Клоун: Тонкие миры!! Да! Да! Да! Да! И как я не додумался?
Поэт (про себя): Не удивительно… (громко): Сквозь тонкие миры – ведь это так же сильно влияет на событий ход земной. Возьмешься, Клоун?!
Клоун: Возьмусь! Не будет семерых, а черт с ним с домом! Пусть обстоится там до обалденья!
Поэт: Ага… хоть было бы лучше, если бы она взялась (кивает в сторону Жницы, та не реагирует) но и мы сгодимся. Изящный ход – своими же мозгами, себя загубят. Я гений, да?
Клоун: Сказал бы кто ты, но нам работать вместе. Приступим друг мой!
Поэт: Приступим!
Вместе поднимаются и творят, отчаянно взмахивая руками в сторону земного шара и яростно споря. После завершения труда бессильно опускаются обратно на подмостки. Клоун шумно отдувается. Вдвоем они неприязненно посматривают на Жницу.
Клоун: Одно я не пойму… что она вообще здесь делает?
Жница (Молчит, молчком, однако приходит в голову, что она знает что-то недоступное остальным).
На земле начинается закат. Из космоса это так же красиво, но напрочь лишено всякой патетики и мистической окраски.

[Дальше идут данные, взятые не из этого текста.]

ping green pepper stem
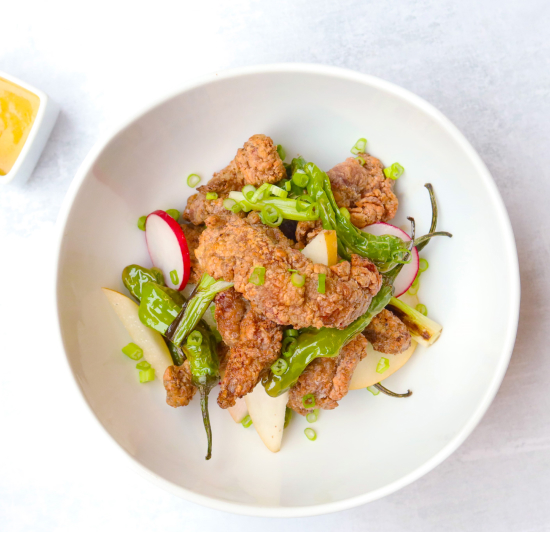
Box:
[374,383,412,398]
[198,385,212,461]
[416,183,438,252]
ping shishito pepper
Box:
[183,320,220,460]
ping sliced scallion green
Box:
[248,267,265,286]
[122,342,143,361]
[187,174,201,187]
[350,137,367,155]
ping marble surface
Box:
[0,0,550,531]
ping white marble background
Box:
[0,0,550,531]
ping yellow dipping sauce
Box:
[0,78,40,176]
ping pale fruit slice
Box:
[362,222,420,297]
[145,210,191,291]
[227,398,248,424]
[349,340,417,390]
[244,382,288,453]
[102,288,173,378]
[302,230,338,266]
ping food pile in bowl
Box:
[103,135,451,459]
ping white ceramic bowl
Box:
[57,64,519,517]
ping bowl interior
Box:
[57,69,518,514]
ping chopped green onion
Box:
[253,183,271,204]
[269,185,288,198]
[302,394,315,409]
[271,358,288,376]
[306,409,319,424]
[284,407,292,428]
[187,329,202,346]
[248,267,265,286]
[281,337,296,357]
[317,274,327,294]
[241,415,252,428]
[122,342,143,361]
[166,209,180,218]
[376,357,390,374]
[260,205,283,228]
[340,207,351,220]
[292,170,309,189]
[384,163,405,180]
[407,285,418,296]
[187,174,201,187]
[350,137,367,155]
[296,194,315,213]
[139,368,155,383]
[241,185,256,202]
[415,304,428,316]
[138,216,147,231]
[223,198,242,213]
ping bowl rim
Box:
[53,63,520,518]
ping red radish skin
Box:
[362,222,420,298]
[145,210,191,291]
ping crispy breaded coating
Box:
[288,334,367,416]
[163,360,197,407]
[363,309,411,354]
[181,224,204,285]
[196,213,382,329]
[235,134,286,187]
[218,309,283,409]
[215,287,249,346]
[327,154,399,228]
[296,220,323,250]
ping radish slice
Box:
[145,210,191,291]
[362,222,420,297]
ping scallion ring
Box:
[302,393,315,409]
[350,137,367,155]
[187,174,201,187]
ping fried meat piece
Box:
[327,154,399,228]
[183,135,286,225]
[181,224,204,285]
[363,309,411,354]
[216,302,283,409]
[288,334,367,416]
[196,213,382,329]
[163,360,197,407]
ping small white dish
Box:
[0,71,59,185]
[56,64,520,517]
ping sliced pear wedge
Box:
[102,288,173,378]
[349,340,417,390]
[244,382,288,453]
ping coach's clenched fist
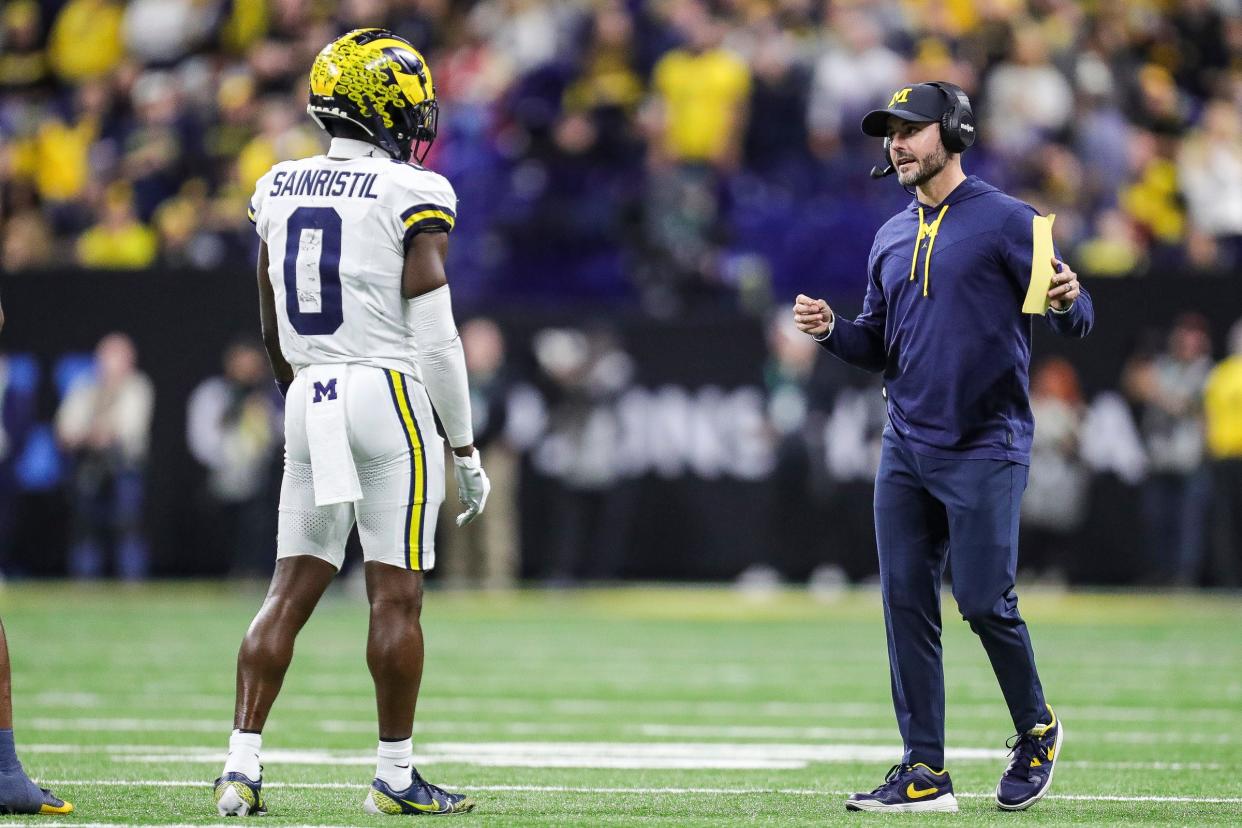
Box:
[794,293,832,336]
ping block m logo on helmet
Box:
[312,377,337,402]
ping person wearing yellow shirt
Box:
[1203,319,1242,587]
[652,9,750,166]
[77,184,159,271]
[47,0,125,82]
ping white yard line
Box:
[34,685,1242,724]
[21,713,1242,745]
[22,742,1223,772]
[31,780,1242,804]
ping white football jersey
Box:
[250,138,457,381]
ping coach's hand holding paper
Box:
[453,448,492,526]
[1022,215,1057,317]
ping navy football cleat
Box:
[996,705,1066,811]
[363,768,474,817]
[0,767,73,816]
[215,772,267,817]
[846,762,958,813]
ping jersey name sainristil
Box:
[267,168,380,199]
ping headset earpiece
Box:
[929,82,975,153]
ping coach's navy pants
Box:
[876,428,1045,770]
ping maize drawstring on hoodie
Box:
[820,175,1095,464]
[910,205,949,295]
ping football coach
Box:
[794,83,1094,811]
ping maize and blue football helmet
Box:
[307,29,440,164]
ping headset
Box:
[871,81,977,179]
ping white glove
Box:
[453,448,492,526]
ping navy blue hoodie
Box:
[821,175,1095,464]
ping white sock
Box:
[225,730,263,782]
[375,739,414,791]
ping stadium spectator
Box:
[0,352,36,575]
[47,0,125,83]
[534,329,633,586]
[640,0,751,314]
[1020,358,1090,583]
[0,0,47,92]
[1124,314,1212,586]
[0,0,1242,299]
[1177,99,1242,271]
[56,333,155,581]
[186,340,282,576]
[1203,320,1242,587]
[982,21,1074,159]
[806,5,905,154]
[77,182,159,269]
[436,317,519,590]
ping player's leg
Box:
[935,459,1064,811]
[233,555,337,734]
[846,433,958,811]
[215,377,354,816]
[349,371,474,814]
[0,622,73,814]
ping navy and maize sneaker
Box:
[215,772,267,817]
[846,762,958,813]
[996,705,1066,811]
[0,768,73,816]
[363,768,474,817]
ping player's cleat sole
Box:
[846,793,958,813]
[996,719,1066,811]
[39,791,73,817]
[363,788,474,817]
[215,773,267,817]
[846,762,958,813]
[363,771,474,817]
[0,770,73,817]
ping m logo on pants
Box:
[312,377,337,402]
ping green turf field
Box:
[0,583,1242,826]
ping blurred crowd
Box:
[0,0,1242,307]
[0,307,1242,591]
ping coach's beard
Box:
[897,145,949,187]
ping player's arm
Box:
[258,241,293,395]
[401,232,492,526]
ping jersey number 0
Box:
[284,207,345,336]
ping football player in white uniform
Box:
[215,29,491,816]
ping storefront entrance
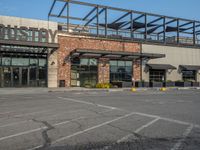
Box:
[71,58,98,87]
[0,54,47,87]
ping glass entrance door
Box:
[21,67,28,87]
[12,67,20,87]
[2,67,11,87]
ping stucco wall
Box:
[0,16,58,87]
[142,44,200,81]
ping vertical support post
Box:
[193,21,196,45]
[144,14,147,40]
[105,8,108,37]
[130,11,134,39]
[96,6,99,36]
[67,2,70,32]
[177,19,180,44]
[163,17,166,44]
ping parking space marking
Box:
[28,110,134,150]
[0,110,112,141]
[171,125,194,150]
[13,110,51,117]
[132,112,200,128]
[117,117,160,143]
[58,97,117,109]
[0,117,84,141]
[0,110,83,128]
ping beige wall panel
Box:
[142,44,200,81]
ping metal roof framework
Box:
[48,0,200,46]
[66,49,165,60]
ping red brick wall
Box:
[58,35,140,86]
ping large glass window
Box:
[149,69,165,82]
[71,58,98,86]
[182,70,196,81]
[110,60,133,82]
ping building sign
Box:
[0,24,57,43]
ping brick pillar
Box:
[98,58,110,83]
[133,60,141,81]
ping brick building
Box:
[0,0,200,87]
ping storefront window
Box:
[182,70,196,81]
[110,60,132,82]
[149,70,165,82]
[12,58,29,66]
[2,57,11,66]
[71,58,98,87]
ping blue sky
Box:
[0,0,200,20]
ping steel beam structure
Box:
[48,0,200,45]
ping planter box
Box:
[164,82,175,87]
[175,82,192,87]
[122,82,132,87]
[150,82,163,87]
[111,81,132,88]
[192,82,200,87]
[135,81,149,88]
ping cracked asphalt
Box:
[0,90,200,150]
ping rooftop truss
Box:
[48,0,200,46]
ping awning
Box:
[70,49,165,60]
[179,65,200,71]
[147,64,176,70]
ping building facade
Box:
[0,16,58,87]
[0,0,200,87]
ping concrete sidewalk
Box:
[0,87,200,95]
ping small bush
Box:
[96,83,112,89]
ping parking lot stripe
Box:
[117,117,160,143]
[0,117,84,141]
[171,125,194,150]
[52,113,134,144]
[132,112,200,128]
[58,97,117,109]
[0,110,83,128]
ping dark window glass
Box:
[30,58,38,66]
[182,70,196,81]
[110,60,132,82]
[2,57,11,66]
[149,70,165,82]
[71,58,98,86]
[12,58,29,66]
[39,58,47,67]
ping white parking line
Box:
[13,110,51,117]
[58,97,117,109]
[117,117,160,143]
[171,125,194,150]
[132,112,200,128]
[28,113,134,150]
[0,110,83,128]
[0,117,84,141]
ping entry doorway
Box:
[12,67,28,87]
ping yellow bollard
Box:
[131,88,136,92]
[160,87,167,92]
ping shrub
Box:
[96,83,112,89]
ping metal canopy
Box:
[147,64,176,70]
[179,65,200,71]
[70,49,165,60]
[48,0,200,47]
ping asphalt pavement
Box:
[0,89,200,150]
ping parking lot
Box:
[0,90,200,150]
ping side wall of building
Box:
[142,44,200,81]
[58,34,141,86]
[0,16,58,87]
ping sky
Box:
[0,0,200,20]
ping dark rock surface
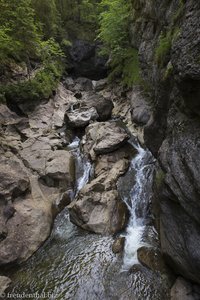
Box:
[0,85,77,265]
[131,0,200,288]
[69,40,107,80]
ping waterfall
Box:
[118,143,155,270]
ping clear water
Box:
[118,143,155,270]
[5,139,170,300]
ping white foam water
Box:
[119,143,154,270]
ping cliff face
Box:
[130,0,200,283]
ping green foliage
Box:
[0,0,40,63]
[98,0,140,87]
[0,63,63,101]
[55,0,99,40]
[31,0,60,39]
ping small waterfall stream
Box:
[118,141,155,270]
[5,137,170,300]
[67,136,92,196]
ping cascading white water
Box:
[118,143,154,270]
[67,137,92,195]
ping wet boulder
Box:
[170,277,200,300]
[68,160,128,234]
[131,88,152,126]
[137,246,166,273]
[82,122,129,158]
[65,107,99,128]
[0,157,30,200]
[0,276,11,299]
[112,236,125,254]
[82,93,114,121]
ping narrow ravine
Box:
[118,141,156,270]
[6,120,171,300]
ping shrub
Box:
[0,63,63,101]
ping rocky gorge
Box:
[0,0,200,300]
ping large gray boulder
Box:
[68,160,128,234]
[82,122,129,158]
[131,88,152,126]
[82,93,114,121]
[0,157,30,201]
[65,107,99,128]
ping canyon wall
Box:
[130,0,200,283]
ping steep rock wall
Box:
[130,0,200,283]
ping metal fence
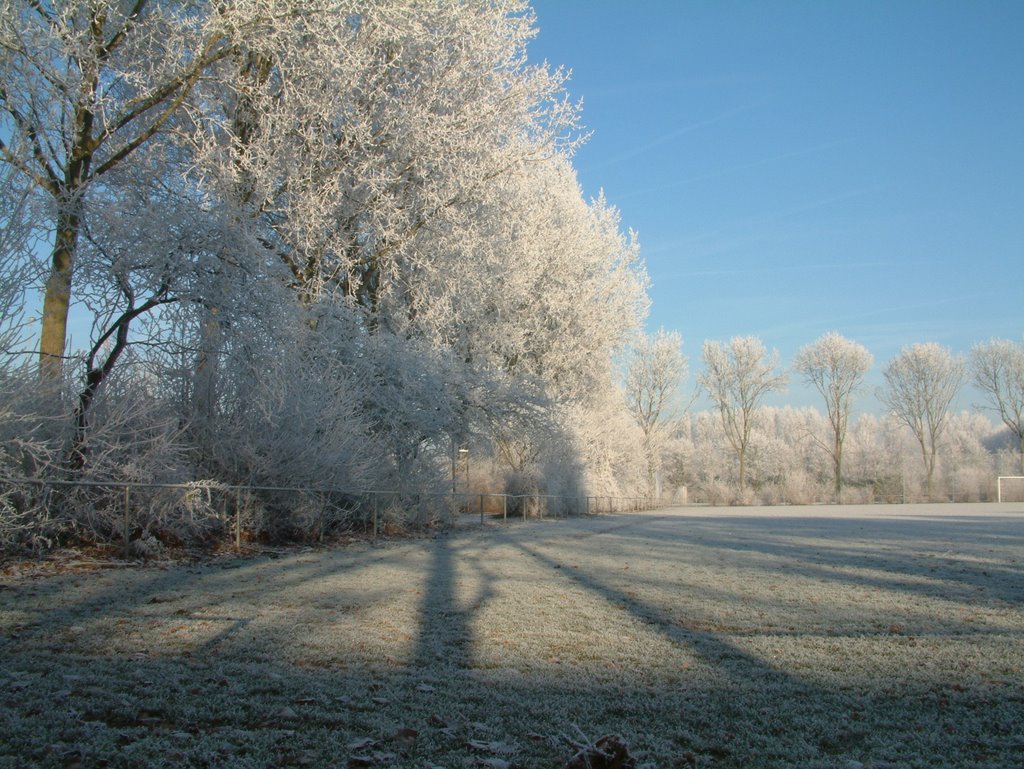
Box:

В самый прекрасный момент прощания со днем вконец озлобившийся Клоун смачно плюет в сторону земного шара.
Катрен второй.
СНЫ.
Революционер.
В первый день весны Алексей Красноцветов заснул и увидел сон.
Мнилось ему, что стоит он посреди цветущей летней лужайки, и теплый ветерок колышет ему волосы, а сверху пригревает ласковое июльское солнышко.
Но что-то странное было в этой лужайке. Красноцветов мигнул, втянул носом воздух.
Лужайка была черно-белой.
Как в старых фильмах, когда даже сама пленка кажется покрыта пылью от времени. И небо было черно-белым, и черно-белые облака плыли по нему, а снизу сверкающему белому солнцу приветливо качали головками черно-белые цветы. Мир выцвел. Красноцветов подумал, что, наверное, надо испугаться такому явлению – не видеть цвета это ж почти что быть слепым! Но не испугался, потому что полностью черно-белым лужок все-таки не был.